In the Statute of 13 Richard II Chapter 2 the Constable was to have cognizance of contracts touching “faitz darmes and of war out of the realm . . . and arms or war within the realm”. Mr. Cole submitted that the expression faitz darmes meant deeds of arms and had nothing to do with armorial bearings and that “arms” must be construed eiusdem generis with deeds of arms. Thus the Court could not take cognizance of the present cause which, although within the realm, did not arise out of deeds of arms or war. There was in fact no redress at law. Mr. Squibb contended that these Statutes were merely limiting statutes, designed to prevent the Constable’s Court from extending its authority to matters which more properly fell within the province of the Common Law Courts. GJ Coke had said that the Court was governed by its own usages and customs, and that it was clear that among these was jurisdiction in heraldic matters. The Surrogate said that he did not see how he could hold, against such weighty authorities as Blackstone, CJ Holt and CJ Coke that the Court had no jurisdiction in the present case. However, he did not give judgment on this question until the end of the case, but asked Counsel to deal with the merits.
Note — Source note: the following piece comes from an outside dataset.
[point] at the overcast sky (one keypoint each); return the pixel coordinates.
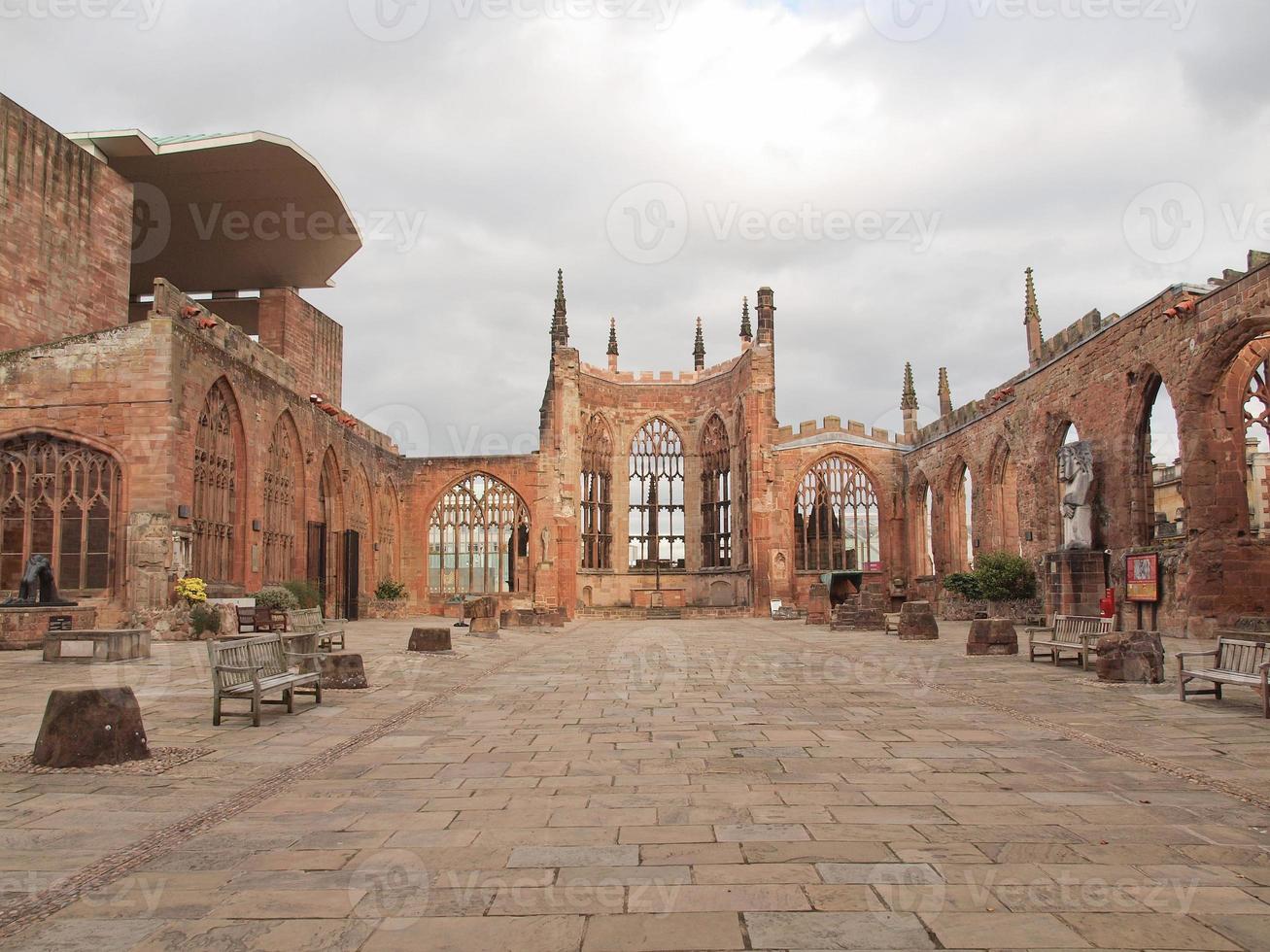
(889, 168)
Mr. Cole’s final submission was that his clients used the City’s arms decoratively, and that such use did not constitute ” bearing ” the arms in the heraldic sense of that word. He said that the seal of the Palace of Varieties bore their name, and that the arms of Manchester in the centre were only an embellishment. Moreover, he argued that in Mediaeval times, it was not uncommon for men to seal with another’s seal, and quoted examples. He also submitted that, as in Russel’s Case (1692) and Donmille’s Case (1692), if there were a wrong, it was a wrong done to the office of the King of Arms (Norroy) and that, consequently, redress lay in the Divisional Court of the Queen’s Bench.
The Surrogate retired before giving this judgment: ” As Surrogate to the Earl Marshal, I declare that the Court has jurisdiction in this matter. I give judgment for the agreed amount of costs (£300). The reasons for the judgment will be put into writing. I shall deliver them at an early date, and, by the permission of the Earl Marshal, I shall do so in his absence”.
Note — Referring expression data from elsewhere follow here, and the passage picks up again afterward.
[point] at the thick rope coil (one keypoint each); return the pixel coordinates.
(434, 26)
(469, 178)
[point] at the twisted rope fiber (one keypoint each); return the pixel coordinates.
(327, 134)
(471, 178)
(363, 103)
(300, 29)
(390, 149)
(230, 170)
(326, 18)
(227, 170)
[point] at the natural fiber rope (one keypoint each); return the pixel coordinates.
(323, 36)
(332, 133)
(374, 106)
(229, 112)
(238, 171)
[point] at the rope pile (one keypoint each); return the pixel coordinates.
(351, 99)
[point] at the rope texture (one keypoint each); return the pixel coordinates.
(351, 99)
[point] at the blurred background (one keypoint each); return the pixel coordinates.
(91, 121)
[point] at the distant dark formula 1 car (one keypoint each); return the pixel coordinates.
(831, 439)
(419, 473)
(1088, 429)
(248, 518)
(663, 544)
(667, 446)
Most students of heraldry had no doubts in their minds that the Court of Chivalry was still extant and that if a case of misuse of armorial bearings were alleged, the Court was competent to hear it. There was, however, grave doubt as to whether the Court’s powers were now sufficient to enforce any sentence it might pronounce, and perhaps the most important consequence of this case is to remind the ignorant that there is an enforceable law of arms. The bearing of arms in England will no doubt remain controlled by custom, good manners and a sense of the fitness of things; yet it is good that those who have forgotten their manners, should be reminded that the law takes as much notice of bad heraldic manners as it does of more violent forms of discourtesy. The prevalent and regrettable philosophy that so long as something is not illegal, it cannot be unethical, has been even more confined. The arm of the law stretches far. In an unchivalrous age, a legal decision may well be an useful weapon in the hands of those who would protect their own arms, as also the ancient usages of heraldry.
Although Lord Goddard has now delivered his reasoned judgment it was, unfortunately, too late to be included in this article.